However, simulations of the spatial models using the inferred interaction parameters (mean a posteri estimate, see Table 1) reveal that these models are not globally consistent with the data. For example, Figure 6A shows the average number of prawns travelling CW over time in 100 simulated instances of model S2. Rather than a clear movement towards full alignment either CW or anti-CW we see only a weak drift away from the original random configuration, with most simulations retaining an equal mixture of CW and anti-CW moving prawns. This is in contrast to the mean-field model, which, though far less supported by the fine-scale data, does produce a good replication of the large scale behaviour (Figure 4). As a result of this inconsistency, we cannot accept any of the spatial models as the true interaction rule for the prawns.
Figure 6. Simulation results for model S2.

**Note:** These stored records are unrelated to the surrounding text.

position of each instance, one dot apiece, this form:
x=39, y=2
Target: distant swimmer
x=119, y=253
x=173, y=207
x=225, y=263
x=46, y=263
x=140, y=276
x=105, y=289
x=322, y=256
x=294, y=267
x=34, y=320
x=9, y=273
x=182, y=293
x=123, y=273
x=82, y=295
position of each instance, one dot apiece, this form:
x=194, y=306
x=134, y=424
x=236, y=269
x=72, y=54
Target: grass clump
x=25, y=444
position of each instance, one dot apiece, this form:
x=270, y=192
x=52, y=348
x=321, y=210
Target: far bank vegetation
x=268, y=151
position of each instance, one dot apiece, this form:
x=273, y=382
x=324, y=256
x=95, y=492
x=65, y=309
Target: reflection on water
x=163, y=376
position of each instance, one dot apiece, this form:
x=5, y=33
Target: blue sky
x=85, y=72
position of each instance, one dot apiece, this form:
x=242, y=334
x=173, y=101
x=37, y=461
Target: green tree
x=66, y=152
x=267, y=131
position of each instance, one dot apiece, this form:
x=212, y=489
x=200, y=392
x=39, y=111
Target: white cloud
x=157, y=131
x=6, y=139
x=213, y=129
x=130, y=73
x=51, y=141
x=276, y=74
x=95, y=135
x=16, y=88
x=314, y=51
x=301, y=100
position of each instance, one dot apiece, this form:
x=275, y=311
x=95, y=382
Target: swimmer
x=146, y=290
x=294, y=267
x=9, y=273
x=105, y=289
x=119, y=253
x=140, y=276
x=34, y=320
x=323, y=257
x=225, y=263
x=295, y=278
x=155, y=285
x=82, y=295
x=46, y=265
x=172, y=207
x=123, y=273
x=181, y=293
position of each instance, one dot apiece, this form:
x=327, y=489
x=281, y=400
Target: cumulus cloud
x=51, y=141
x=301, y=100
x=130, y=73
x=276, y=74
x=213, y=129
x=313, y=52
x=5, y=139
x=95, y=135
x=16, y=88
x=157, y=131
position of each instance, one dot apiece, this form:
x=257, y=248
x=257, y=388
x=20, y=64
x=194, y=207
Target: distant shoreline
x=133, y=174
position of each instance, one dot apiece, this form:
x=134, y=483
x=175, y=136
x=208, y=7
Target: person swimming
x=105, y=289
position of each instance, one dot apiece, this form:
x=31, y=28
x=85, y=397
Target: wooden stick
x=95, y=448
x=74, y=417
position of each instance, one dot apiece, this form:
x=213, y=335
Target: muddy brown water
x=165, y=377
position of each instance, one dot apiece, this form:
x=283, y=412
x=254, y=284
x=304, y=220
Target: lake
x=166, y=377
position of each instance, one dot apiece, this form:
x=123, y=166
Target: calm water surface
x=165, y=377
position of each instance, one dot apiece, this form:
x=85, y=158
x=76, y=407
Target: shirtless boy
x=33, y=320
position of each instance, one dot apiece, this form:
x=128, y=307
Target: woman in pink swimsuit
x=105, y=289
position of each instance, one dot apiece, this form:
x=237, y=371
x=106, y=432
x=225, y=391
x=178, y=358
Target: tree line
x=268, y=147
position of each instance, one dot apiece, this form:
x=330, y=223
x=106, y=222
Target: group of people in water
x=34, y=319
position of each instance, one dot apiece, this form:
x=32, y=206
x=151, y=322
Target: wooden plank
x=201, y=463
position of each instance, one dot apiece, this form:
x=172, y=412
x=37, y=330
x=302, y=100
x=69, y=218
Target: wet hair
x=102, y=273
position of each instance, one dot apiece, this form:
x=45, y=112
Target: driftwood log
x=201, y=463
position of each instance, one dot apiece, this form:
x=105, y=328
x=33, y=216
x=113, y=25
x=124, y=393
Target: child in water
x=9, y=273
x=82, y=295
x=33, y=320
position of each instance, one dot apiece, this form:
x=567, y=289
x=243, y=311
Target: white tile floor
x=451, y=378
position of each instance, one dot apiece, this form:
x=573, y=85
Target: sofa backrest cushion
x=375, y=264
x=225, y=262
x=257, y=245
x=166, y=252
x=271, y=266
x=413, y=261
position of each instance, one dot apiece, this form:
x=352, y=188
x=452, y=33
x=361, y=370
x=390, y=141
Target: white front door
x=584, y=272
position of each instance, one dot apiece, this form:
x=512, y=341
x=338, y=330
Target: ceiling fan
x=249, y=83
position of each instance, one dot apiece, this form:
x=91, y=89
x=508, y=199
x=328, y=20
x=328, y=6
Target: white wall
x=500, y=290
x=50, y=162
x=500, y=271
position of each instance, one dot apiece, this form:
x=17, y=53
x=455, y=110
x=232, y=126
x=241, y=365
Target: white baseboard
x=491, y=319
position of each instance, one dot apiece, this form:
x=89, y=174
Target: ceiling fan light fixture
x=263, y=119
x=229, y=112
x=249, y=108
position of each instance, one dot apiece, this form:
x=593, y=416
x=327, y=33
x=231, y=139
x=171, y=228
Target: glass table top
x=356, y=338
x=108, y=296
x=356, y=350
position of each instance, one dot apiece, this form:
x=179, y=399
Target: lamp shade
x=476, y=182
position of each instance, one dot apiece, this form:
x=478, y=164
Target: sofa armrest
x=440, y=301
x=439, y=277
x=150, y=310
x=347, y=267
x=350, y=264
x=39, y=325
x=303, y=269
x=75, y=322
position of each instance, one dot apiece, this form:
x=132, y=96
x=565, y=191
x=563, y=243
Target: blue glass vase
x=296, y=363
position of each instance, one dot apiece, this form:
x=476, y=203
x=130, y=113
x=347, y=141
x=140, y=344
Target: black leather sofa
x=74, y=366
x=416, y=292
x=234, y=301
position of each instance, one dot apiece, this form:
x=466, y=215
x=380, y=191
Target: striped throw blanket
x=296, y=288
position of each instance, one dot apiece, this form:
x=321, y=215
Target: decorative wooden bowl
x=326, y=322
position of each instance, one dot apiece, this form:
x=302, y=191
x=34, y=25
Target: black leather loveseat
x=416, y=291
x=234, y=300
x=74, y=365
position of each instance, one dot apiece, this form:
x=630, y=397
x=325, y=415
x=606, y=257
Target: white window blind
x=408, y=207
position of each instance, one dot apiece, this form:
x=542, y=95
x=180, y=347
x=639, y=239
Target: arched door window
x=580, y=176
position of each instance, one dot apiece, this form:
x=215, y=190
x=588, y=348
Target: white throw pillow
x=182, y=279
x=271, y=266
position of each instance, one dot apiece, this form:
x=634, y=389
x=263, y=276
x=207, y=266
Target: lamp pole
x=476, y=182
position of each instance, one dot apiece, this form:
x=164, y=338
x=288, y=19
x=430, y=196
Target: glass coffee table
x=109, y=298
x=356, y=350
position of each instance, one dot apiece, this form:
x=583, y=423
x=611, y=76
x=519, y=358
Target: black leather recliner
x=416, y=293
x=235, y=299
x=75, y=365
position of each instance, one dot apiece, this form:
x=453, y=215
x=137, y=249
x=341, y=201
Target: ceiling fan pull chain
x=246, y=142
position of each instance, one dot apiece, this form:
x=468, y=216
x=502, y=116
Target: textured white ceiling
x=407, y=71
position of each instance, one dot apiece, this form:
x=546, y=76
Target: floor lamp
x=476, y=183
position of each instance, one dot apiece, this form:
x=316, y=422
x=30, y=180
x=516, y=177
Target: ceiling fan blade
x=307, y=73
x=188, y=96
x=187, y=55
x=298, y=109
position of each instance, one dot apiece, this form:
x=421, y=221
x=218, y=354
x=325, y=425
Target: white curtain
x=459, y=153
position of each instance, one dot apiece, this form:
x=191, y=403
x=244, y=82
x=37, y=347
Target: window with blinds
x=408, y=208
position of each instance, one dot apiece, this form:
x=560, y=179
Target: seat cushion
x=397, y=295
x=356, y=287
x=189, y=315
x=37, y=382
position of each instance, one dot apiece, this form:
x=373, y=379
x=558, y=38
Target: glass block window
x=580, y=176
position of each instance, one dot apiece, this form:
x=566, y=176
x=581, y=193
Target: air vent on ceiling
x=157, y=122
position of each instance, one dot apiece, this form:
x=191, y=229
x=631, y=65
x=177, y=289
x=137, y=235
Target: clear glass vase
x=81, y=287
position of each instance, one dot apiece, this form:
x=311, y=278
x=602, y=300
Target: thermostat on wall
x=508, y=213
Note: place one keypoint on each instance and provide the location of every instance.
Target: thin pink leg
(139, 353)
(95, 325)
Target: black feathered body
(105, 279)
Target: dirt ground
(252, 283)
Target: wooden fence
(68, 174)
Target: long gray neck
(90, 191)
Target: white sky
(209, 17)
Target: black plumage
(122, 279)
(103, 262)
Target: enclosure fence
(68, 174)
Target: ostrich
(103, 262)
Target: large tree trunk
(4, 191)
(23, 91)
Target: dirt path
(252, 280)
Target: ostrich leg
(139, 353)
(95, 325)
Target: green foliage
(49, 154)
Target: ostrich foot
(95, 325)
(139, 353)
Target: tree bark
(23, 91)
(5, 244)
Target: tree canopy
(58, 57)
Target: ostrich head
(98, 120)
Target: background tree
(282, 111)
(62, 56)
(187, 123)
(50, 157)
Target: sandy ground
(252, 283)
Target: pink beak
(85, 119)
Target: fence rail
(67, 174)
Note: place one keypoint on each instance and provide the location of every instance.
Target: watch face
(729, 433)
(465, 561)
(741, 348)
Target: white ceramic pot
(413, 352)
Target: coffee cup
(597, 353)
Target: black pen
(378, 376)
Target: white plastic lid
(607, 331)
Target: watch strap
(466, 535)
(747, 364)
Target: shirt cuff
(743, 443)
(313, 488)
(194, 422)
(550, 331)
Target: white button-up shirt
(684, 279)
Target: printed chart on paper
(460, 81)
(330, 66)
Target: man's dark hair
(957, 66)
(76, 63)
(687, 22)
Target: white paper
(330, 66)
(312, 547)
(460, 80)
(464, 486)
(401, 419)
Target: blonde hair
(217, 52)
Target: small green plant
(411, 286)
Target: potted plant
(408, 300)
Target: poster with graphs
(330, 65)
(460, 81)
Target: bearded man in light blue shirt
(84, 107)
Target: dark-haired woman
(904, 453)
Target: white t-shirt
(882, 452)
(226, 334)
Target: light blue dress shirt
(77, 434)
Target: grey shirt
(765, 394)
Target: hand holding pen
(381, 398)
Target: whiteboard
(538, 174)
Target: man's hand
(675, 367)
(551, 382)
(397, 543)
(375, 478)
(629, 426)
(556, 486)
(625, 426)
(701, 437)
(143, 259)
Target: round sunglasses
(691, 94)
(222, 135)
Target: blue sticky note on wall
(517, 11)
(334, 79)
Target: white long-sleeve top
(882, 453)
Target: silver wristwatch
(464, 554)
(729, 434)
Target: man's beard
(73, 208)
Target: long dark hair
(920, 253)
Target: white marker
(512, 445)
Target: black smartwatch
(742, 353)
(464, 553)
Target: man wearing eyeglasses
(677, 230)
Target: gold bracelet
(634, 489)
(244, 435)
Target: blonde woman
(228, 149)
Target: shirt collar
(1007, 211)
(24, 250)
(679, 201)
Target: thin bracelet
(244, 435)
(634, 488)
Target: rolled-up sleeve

(A) Proportion of six-prawn simulations () of spatial model S2 with a given number of prawns moving CW over time, showing no change from the initial random configuration. (B) Final distribution of simulations by number of CW moving prawns for simulations with three, six and twelve prawns. Error bars represent the mean and standard deviation for each proportion as calculated from the final ten seconds of the simulations. (C) The average polarisation over time, adjusted by the expected polarisation of randomly oriented prawns, for simulations of three, six and twelve prawns. The KL divergence between the experimental and simulated results is 7.20 bits.doi:10.1371/journal.pcbi.1002308.g006
The models incorporating a non-Markovian delayed response together with a spatial interaction zone (models D1–D4) outperformed the Markovian spatial models (Figure 3) as well as the Mean Field model. Model D1 was the optimal model from those tested, indicating a symmetric short range interaction zone and interactions with only opposite oriented individuals (Table 1). Simulations of this model produce weak global consistency. Most six-prawn simulations have either five or six prawns moving in the same direction in the final state (Figure 7A). This alignment is weaker than seen in the real experiments but more consistent with the observed behaviour than any of the Markovian models. In the final distributions (Figure 7B) and mean polarisation plot (Figure 7C) we see the same increase in alignment with increasing group size as in the experimental data.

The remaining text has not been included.